At the High Court today the Chief Justice and Justice Napier disposed of an appeal from the decision of Justice Coutts Trotter on the original side in the case in which the Clan Line Steamer Company sought to recover profession tax paid by them to the municipality of Cocanada, on the ground that they were not carrying on business or exercising their profession within the limits of the Cocanada municipality. The trial Judge found that the agents of the company, Messrs. Riply & Co., issued shipping orders, collected freight, etc., at Cocanada, but that contracts were entered into only by Messrs. Gordon Woodroffe & Co., at Madras. His Lordship held that the plaintiff was entitled to a refund of the profession tax paid under protest. In the appeal Their Lordships confirmed this decision, holding that for the purpose of profession tax the place where business was being carried on was the place where the contracts out of which the profits of the business arose were habitually made.

BRITISH INDIA DOCKYARD ABLAZE

Yesterday evening the British Indian Steam Navigation Co.’s dockyard at Mazagaon was seen to be on fire. Workmen who were there entertaining a Japanese juggler in connection with the armistice celebrations ran to the yard and found that not only the timber yard but the workshops also were enveloped in flames. Shortly after the fire brigade arrived and the fire was brought under control in two hours. About half the timber yard and half of workshops were destroyed, causing damage to the extent of about two lakhs of rupees. The cause of the fire is not known.
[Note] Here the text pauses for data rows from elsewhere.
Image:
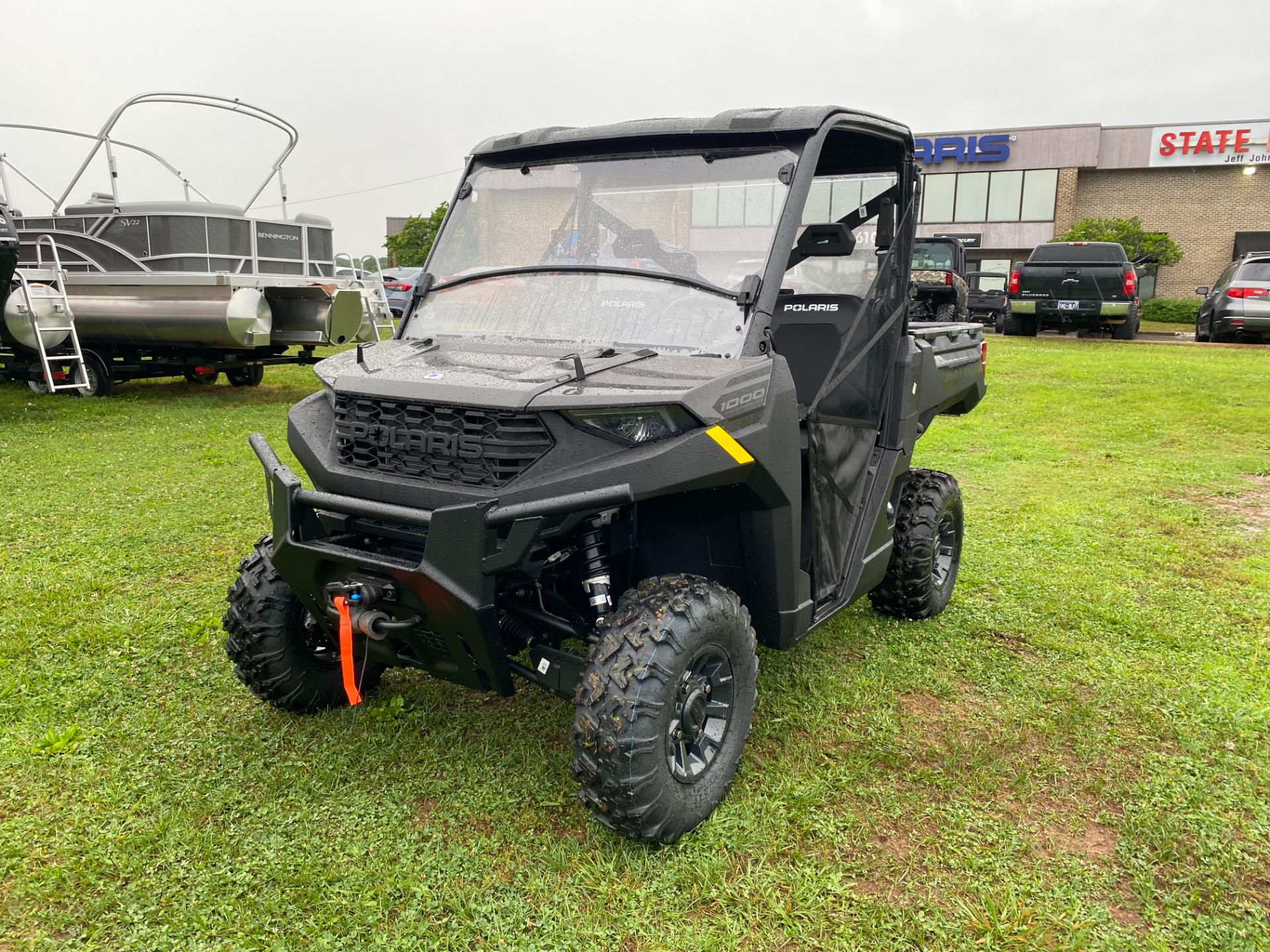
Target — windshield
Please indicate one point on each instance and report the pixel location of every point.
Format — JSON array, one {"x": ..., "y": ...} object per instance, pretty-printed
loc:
[
  {"x": 708, "y": 218},
  {"x": 931, "y": 255}
]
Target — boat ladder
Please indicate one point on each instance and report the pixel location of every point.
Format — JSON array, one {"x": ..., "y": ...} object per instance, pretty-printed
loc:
[{"x": 55, "y": 276}]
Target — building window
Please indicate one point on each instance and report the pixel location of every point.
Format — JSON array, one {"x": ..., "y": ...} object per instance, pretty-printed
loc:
[
  {"x": 990, "y": 197},
  {"x": 992, "y": 264},
  {"x": 937, "y": 197},
  {"x": 1040, "y": 186},
  {"x": 1007, "y": 188},
  {"x": 972, "y": 196},
  {"x": 732, "y": 206},
  {"x": 759, "y": 205},
  {"x": 846, "y": 197},
  {"x": 705, "y": 206}
]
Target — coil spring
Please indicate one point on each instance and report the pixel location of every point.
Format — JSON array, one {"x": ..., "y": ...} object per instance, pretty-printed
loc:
[{"x": 595, "y": 551}]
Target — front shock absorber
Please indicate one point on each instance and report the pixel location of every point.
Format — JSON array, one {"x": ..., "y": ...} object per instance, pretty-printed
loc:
[{"x": 596, "y": 579}]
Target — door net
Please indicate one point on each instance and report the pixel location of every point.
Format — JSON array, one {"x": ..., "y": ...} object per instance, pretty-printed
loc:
[{"x": 845, "y": 418}]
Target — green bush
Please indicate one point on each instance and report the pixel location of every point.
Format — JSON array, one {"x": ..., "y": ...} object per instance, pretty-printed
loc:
[{"x": 1171, "y": 310}]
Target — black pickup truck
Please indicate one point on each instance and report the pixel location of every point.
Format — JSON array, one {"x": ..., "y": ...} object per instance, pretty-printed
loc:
[{"x": 1082, "y": 286}]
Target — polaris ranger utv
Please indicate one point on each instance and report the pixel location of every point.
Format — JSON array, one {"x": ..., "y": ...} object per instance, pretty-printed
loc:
[{"x": 593, "y": 461}]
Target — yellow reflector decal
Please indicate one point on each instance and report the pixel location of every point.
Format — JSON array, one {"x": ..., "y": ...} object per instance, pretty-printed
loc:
[{"x": 734, "y": 450}]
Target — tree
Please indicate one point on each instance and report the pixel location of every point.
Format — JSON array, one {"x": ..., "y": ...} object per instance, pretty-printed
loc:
[
  {"x": 409, "y": 247},
  {"x": 1152, "y": 249}
]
HORSES STAMPEDE AT LAHORE FETE

The fire-works displays at the Minto Park fete last evening led to a most unfortunate accident. About twenty horses of the Indian Cavalry stampeded, the guns teams on the right following suit and one of the later charged one of the armoured cars and overturned it. It is stated that some persons were seriously injured, one of whom, an employee in the Military Accountant’s office, who recently served in France, died today in Lahore Cantonment Hospital. A law student is also said to have been fatally injured.